28 April 2010

The lips, the teeth, the tip of the tongue

I was thinking yesterday about the anti-war song by The Monkees that is kind of psychedelic and has a chorus that starts with "Why don't you cut your hair?" I was thinking about this quite deeply because I could not for the life of me remember the title, except that it was three words, and had a man's name in it, and wasn't "Sloop John B." And I was thinking about this even more deeply because I was on a bus at the time and not able to get off the bus and look up the information immediately, which frustrated me to no end.

So I thought about how if I had an iPhone, I could just go on Wikipedia and look up the answer in ten seconds, and how iPhones have thus far been kind of a bummer to me because they deprive me of the joy of thinking about things like this.

And then I thought about what life would be like if the iPhone hadn't been invented yet: I knew that I could probably use my cell phone to call Sam's Mom, who would surely know, so I would the answer in less than two minutes.

But what if cell phones hadn't been invented yet? Well, I'd have to wait until I got back to lab, where I could look at the title of the mp3 of the song on my computer. From my current position, stuck on a bus, that would have taken a couple minutes.

But what if there were no mp3's? Well, maybe I could look it up in a search engine. And what if there were no internet? Well, I'd have to go home and look through my Monkees LP's until I found the one that had that song on it, and then I'd have to put it on my record player until I verified that I was right. That would take a few more hours than waiting to get back to work.

And so on and so forth--I continued this strand of logic, going backwards in time until I was a Dutch count in the year 1830 and I had to adjourn to my study to find a reference book in which I could find the name of Beethoven's only opera.

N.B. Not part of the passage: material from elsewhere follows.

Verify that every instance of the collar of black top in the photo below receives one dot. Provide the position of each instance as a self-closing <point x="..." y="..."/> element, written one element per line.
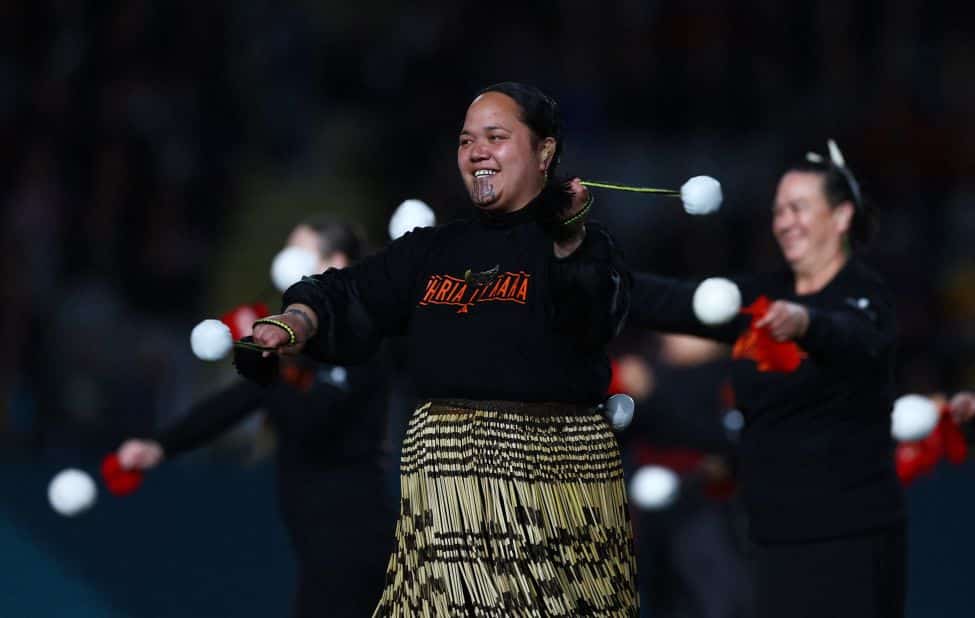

So let's say that this represents the average amount of time for someone of my general social group to look up some arbitrary piece of information (since it's 2010 and I live in the Bay Area, let's say that the average person owns an iPhone). Or let's say that we figured out an average amount of time for the average person in the world to do the same thing given the access of the average world citizen to the internet or cell phones or Monkees LP's or a study to which he or she could adjourn. And let's plot one or both of these values against time.

And, well, I didn't go through and do all this when I got home--that sounds like it would be a master's thesis in sociology or something--but just thinking about it I started to realize how quickly information is being consolidated and how quickly our access to it is increasing. A few years ago Mitra suggested to me a drinking game in which you think of some arbitrary thing and then guess how high the Wikipedia entry for that thing will show up in Google. Then you actually Google that thing and you take one drink for how many search results you missed by. Nowadays there's not really any point to that game. It doesn't matter if you're looking up Mike Oldfield or Piltdown Man; the answer is always one. Everything is on Wikipedia and Google is the fastest way to look it up. This fact is also borne out by the Wikipedia-heavy bibliographies of the design reports that I graded this term.

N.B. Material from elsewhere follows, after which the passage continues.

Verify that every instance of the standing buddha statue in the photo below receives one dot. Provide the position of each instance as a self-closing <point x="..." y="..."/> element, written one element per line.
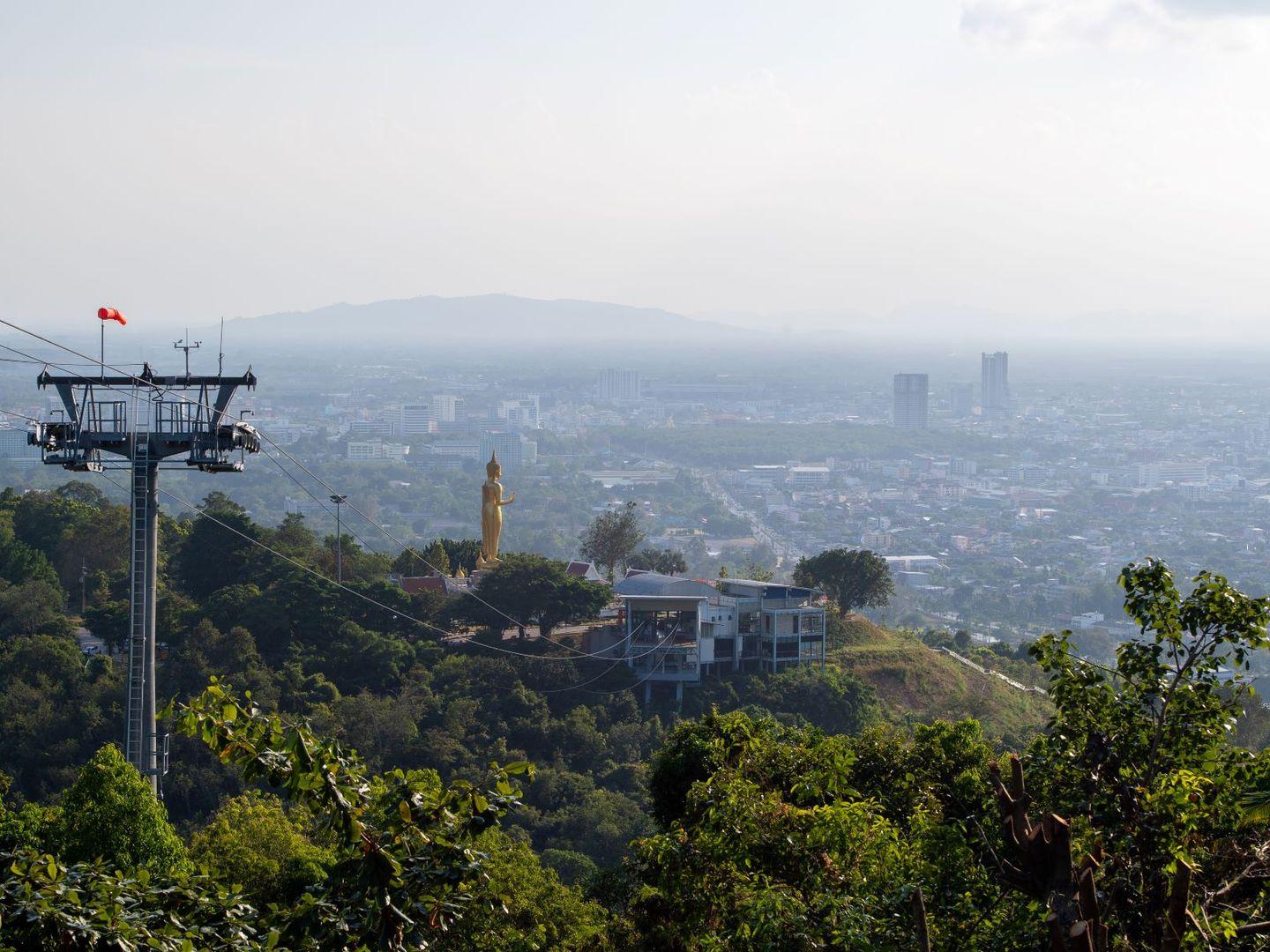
<point x="492" y="513"/>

I'm thinking if you made this graph that I have described you would end up with something along the lines of Kurzweil's generalization of Moore's Law, except with lookup time on the y-axis instead of calculations per second. It would be a semi-log plot because those are the best kinds of plots. And if you followed the line of best fit out to 2020 or something you'd end up with a lookup time on the order of hundredths of a second. I could just touch my fingers to my temple on the bus and say "Monkees song, cut your hair, bleep bleep bloop" and it would be delivered directly to my brain through some sort of bluetooth in my ear or microchip implanted in my skull or some new technology of which I can't even conceive, much like Star Trek II: The Wrath of Khan couldn't conceive of space communicators smaller than a car phone even though they would become ubiquitous 20 years later.

Then I got very lonely sitting there on the bus when I realized how I'm only 24 and how technology is already passing me by because I don't understand how to use a touch screen or how exactly Twitter is supposed to work, and how by the time I'm 34, I'm not going to remember whether you're supposed to say "bleep bloop" or "bloop bleep" to activate instant Wikipedia lookup from your brain, because one activates Wikipedia and the other activates YouTube so that you can watch the puppy who can't get up on the inside of your contact lenses.

But then I remembered that the title was Randy Scouse Git, and in an epiphany I remembered most of the lyrics too, so I started rocking out to that in my head and it wasn't quite so bad.